The same reporters have another story in the same issue about the fabricated terror alert which goes into a little more detail about the various permutations that the official story has gone through. Here's my favorite chunk, from their description of the media briefing at which the alert was unveiled:
"During the briefing one official, described only as a "senior intelligence official", said: "The new information is chilling in its scope, in its detail, in its breadth. It also gives a sense, the same feeling one would have if one found that somebody broke into your house and over the past several months was taking a lot of details about your place of residence and looking for ways to attack." "
OK, people, are you informing the public or are you writing horror? Make up your minds! If I were the media, I would want to know what some of this 'detail' was, and exactly how they're defining 'new,' instead of all this "Ooooooooooh, this intelligence is really SPOOKY!" crap.
Well, here's a piece from the New York Times that was written after a "lengthy interview" that the Times set up with some Bush administration officials after they ran yesterday's headline:
New Qaeda Activity Is Said to Be Major Factor in Alert
According to these unnamed "senior officials," the alert was not based on the old information that they got busted on, but on "a separate stream of intelligence, which they had not previously disclosed."
Well, they're really not disclosing it now, either, since the "senior White House official who mentioned the new stream of intelligence in an interview refused to say anything more about its source or content."
Instead, they decided to tell us more about the old and busted intelligence:
"In providing new details about those case reports, senior government officials described them for the first time as discrete documents, each at least 20 pages long and devoted to a particular target, and perhaps most intriguingly, they said, written in "perfect English.''"
Well, I guess that explains why our intelligence agencies were able to actually read them. If they'd been in Arabic, no doubt we wouldn't have had this terror alert for another 3 years.
Here's the kicker:
"Though the case reports do appear to have been completed before the Sept. 11 attacks, as Bush administration officials first acknowledged on Monday, some of the computer files appear to have been updated or accessed more recently. One was a file modified in January and including a photograph of a building, a senior White House official said."
So, they are reminding us that the initial alert deliberately attempted to conceal the nature and age of the intelligence on which it was based...while asking us to take on faith, without any detail, evidence, or explanation, the existence of this not-previously-revealed other intelligence that is brand spankin' new. But wait, there's more:
"The officials also acknowledged that they had not been able to assess the significance of the fact that the computer file had been modified.

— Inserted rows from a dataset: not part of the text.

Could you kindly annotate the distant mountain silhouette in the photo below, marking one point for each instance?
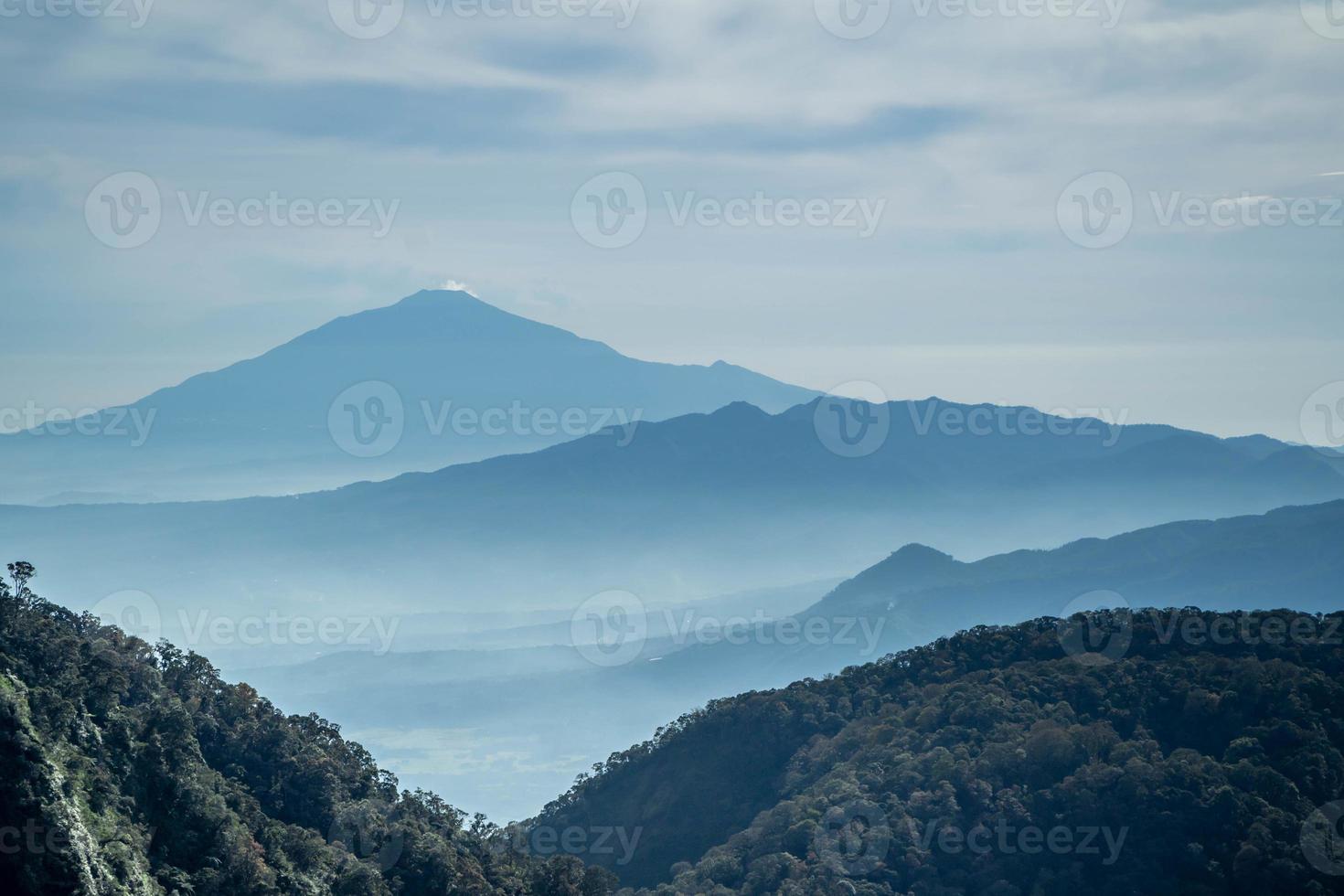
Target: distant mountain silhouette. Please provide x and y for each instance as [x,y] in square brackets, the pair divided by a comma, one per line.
[692,507]
[915,595]
[262,426]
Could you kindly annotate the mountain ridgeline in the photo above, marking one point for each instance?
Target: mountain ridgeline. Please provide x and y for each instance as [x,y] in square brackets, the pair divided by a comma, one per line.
[683,509]
[280,423]
[1290,557]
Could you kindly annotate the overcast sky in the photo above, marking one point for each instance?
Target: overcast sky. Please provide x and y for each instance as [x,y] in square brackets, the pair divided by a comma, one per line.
[891,195]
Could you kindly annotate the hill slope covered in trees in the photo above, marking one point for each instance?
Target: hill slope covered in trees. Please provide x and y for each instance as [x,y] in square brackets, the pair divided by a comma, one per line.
[128,769]
[998,762]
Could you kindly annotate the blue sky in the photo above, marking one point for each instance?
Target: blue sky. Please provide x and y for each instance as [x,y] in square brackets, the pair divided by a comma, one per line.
[966,131]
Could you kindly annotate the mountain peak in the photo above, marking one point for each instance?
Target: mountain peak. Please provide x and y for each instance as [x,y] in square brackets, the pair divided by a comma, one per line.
[920,558]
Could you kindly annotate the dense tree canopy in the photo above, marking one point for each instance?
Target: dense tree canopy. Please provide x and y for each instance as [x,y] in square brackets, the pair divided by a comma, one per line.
[134,769]
[994,762]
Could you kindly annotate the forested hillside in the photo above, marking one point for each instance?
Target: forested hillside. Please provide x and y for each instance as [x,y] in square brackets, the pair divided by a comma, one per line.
[131,769]
[997,762]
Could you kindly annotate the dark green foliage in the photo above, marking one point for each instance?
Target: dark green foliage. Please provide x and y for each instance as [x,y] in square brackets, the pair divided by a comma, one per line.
[128,769]
[1209,758]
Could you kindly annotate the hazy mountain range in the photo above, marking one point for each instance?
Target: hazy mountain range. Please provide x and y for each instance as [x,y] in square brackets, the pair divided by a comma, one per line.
[436,379]
[688,508]
[443,719]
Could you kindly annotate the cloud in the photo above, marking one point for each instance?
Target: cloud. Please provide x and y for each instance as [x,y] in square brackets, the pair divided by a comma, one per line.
[457,286]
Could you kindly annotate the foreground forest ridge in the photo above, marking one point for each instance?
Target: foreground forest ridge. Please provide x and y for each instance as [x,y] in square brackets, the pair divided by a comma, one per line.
[991,762]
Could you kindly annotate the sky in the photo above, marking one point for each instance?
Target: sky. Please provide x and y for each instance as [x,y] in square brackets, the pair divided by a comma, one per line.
[1115,206]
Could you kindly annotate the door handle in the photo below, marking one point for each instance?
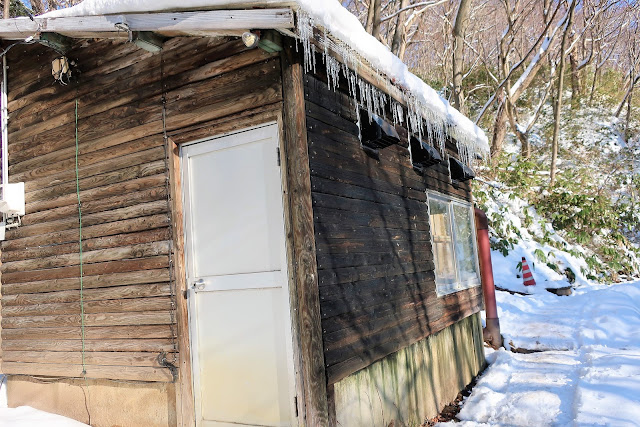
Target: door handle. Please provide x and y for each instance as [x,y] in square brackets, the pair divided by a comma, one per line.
[198,284]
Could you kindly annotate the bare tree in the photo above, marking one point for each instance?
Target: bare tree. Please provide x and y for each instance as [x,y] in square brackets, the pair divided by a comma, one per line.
[459,28]
[558,99]
[632,40]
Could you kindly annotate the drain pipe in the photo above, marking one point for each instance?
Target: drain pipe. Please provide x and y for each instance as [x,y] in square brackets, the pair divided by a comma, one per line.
[491,333]
[5,119]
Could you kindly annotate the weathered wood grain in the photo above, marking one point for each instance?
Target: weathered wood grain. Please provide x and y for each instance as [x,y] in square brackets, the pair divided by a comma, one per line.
[306,318]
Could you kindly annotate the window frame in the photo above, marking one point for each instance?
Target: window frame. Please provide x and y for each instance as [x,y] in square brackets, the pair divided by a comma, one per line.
[447,287]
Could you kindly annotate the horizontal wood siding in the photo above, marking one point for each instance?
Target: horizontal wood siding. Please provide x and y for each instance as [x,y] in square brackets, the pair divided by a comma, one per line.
[127,242]
[375,263]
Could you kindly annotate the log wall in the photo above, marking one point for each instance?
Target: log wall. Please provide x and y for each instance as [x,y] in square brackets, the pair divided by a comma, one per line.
[375,264]
[129,296]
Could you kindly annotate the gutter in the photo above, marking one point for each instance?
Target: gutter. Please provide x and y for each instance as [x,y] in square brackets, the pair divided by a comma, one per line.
[491,333]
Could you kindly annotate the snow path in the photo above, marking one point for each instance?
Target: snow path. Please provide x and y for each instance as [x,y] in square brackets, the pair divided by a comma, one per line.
[587,372]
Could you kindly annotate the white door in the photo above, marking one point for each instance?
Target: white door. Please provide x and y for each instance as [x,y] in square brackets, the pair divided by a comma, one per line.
[238,298]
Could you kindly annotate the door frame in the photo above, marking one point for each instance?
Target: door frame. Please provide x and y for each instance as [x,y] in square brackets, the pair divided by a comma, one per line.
[290,332]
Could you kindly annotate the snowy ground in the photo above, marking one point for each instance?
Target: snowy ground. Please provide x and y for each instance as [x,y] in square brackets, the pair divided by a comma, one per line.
[25,416]
[587,370]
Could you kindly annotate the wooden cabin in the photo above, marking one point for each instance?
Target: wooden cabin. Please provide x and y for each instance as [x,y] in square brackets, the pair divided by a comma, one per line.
[220,234]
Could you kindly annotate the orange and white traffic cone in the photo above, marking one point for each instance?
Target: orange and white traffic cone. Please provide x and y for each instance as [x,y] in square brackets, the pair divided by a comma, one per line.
[527,277]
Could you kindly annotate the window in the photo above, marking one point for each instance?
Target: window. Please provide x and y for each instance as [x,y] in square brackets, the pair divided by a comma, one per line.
[453,239]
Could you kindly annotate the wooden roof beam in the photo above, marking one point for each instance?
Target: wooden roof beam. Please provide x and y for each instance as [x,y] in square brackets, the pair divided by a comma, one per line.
[187,23]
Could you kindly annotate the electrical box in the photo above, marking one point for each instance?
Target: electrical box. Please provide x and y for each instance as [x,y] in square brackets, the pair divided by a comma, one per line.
[12,199]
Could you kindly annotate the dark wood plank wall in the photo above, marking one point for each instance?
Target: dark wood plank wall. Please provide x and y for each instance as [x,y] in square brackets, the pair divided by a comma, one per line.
[123,174]
[375,265]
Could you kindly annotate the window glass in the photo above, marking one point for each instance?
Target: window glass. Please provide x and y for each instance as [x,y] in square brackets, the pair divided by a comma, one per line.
[464,242]
[454,244]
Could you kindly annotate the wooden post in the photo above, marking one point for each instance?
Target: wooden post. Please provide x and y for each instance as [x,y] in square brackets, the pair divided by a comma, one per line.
[301,240]
[185,411]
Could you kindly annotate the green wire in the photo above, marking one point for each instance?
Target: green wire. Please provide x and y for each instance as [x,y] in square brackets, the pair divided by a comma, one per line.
[84,366]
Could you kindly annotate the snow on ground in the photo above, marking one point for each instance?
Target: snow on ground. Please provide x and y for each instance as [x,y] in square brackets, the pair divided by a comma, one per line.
[586,368]
[26,416]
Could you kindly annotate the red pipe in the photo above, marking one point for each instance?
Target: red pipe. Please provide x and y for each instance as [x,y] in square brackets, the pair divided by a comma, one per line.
[491,333]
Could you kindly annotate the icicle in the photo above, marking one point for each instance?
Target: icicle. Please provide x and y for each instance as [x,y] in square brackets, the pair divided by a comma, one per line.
[358,122]
[420,117]
[305,32]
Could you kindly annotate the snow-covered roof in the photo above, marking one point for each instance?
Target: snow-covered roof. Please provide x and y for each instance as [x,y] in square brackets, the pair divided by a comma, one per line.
[440,118]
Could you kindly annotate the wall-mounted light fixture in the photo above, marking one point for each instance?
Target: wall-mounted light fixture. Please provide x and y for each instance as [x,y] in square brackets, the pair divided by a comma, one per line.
[148,41]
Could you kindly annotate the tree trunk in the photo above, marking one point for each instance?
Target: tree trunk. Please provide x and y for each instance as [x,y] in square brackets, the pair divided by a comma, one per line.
[575,81]
[593,85]
[558,104]
[399,35]
[499,131]
[459,28]
[627,135]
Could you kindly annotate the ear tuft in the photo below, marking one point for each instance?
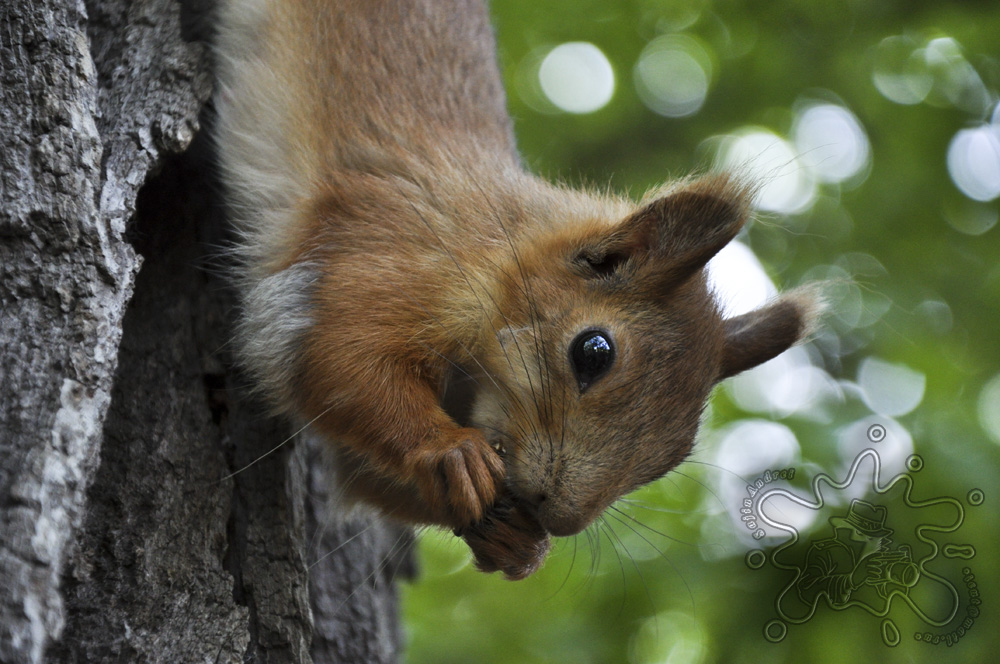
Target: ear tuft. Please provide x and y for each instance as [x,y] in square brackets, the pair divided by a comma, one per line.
[762,334]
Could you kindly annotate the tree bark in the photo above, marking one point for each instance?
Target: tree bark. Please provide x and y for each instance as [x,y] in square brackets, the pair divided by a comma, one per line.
[142,517]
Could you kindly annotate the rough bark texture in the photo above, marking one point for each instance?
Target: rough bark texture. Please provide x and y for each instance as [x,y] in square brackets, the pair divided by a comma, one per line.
[126,532]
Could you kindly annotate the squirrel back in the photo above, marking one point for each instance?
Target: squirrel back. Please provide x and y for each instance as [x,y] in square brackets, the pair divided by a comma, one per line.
[483,350]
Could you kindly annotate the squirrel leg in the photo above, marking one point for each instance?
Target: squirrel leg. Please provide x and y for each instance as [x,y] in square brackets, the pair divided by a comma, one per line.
[401,432]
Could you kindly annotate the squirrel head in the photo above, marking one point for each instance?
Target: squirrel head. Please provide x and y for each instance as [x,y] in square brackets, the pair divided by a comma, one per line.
[606,344]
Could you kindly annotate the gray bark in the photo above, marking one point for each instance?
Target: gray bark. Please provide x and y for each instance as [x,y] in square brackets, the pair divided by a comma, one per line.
[126,532]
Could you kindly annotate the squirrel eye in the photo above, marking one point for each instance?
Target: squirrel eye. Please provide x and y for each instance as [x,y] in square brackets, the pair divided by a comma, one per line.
[591,355]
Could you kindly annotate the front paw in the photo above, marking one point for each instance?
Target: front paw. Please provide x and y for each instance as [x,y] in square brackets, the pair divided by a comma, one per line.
[508,540]
[460,478]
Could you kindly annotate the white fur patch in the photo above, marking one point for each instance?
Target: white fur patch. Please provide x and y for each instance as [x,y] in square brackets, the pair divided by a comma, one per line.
[276,315]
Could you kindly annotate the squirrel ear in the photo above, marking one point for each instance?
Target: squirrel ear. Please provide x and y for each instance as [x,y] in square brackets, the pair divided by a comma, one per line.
[671,237]
[759,335]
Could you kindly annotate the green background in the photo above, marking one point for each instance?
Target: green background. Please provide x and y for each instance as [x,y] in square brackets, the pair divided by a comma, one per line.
[666,580]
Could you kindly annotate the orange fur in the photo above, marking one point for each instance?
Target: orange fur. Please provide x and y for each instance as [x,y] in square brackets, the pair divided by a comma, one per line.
[392,243]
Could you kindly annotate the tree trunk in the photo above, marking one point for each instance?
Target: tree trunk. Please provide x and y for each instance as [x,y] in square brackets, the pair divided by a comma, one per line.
[134,526]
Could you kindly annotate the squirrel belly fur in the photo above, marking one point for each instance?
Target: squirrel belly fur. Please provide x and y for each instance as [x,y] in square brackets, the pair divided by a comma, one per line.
[481,349]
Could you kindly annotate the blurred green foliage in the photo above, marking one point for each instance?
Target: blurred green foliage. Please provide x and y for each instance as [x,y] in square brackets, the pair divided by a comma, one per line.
[918,286]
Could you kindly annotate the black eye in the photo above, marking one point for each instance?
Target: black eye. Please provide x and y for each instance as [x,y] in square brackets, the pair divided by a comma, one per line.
[591,355]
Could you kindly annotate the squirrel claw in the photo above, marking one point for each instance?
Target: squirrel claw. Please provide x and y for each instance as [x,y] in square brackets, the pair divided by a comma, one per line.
[507,540]
[461,482]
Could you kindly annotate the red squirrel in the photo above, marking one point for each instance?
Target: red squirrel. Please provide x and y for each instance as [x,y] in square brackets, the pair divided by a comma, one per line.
[482,350]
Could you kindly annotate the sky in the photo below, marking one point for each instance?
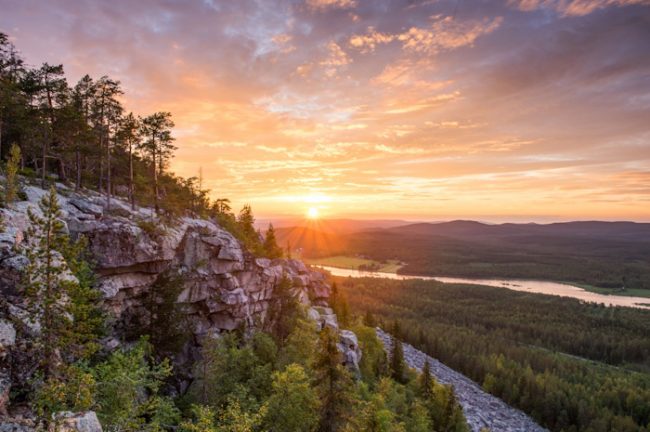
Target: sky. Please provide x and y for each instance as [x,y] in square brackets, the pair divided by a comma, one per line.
[514,110]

Such a modification could have meant that the file was updated with newly taken surveillance photographs but might simply have meant that the file had recently been opened and closed."
Oh for Christ's sake.
Neither piece brings up what for me is the most ridiculous part of the terror alert system: what is it supposed to accomplish? What can the average reader of USA Today do to materially affect the chances of this possibly completely imaginary plot from being carried through? Nothing. If this terror alert system wasn't political, they wouldn't be making these vaguely scary pronouncements in the national media; they would be communicating the actually useful pieces of information to the law enforcement agencies that actually have a shot at sabotaging these attacks. Think about it. In virtually every other area, the Bush administration shrouds its dealings in secrecy. The Terror Alert system is the only means by which they ever give the average American an insight into the inner workings of the 'war on terror'. That alone would make you suspicious of it.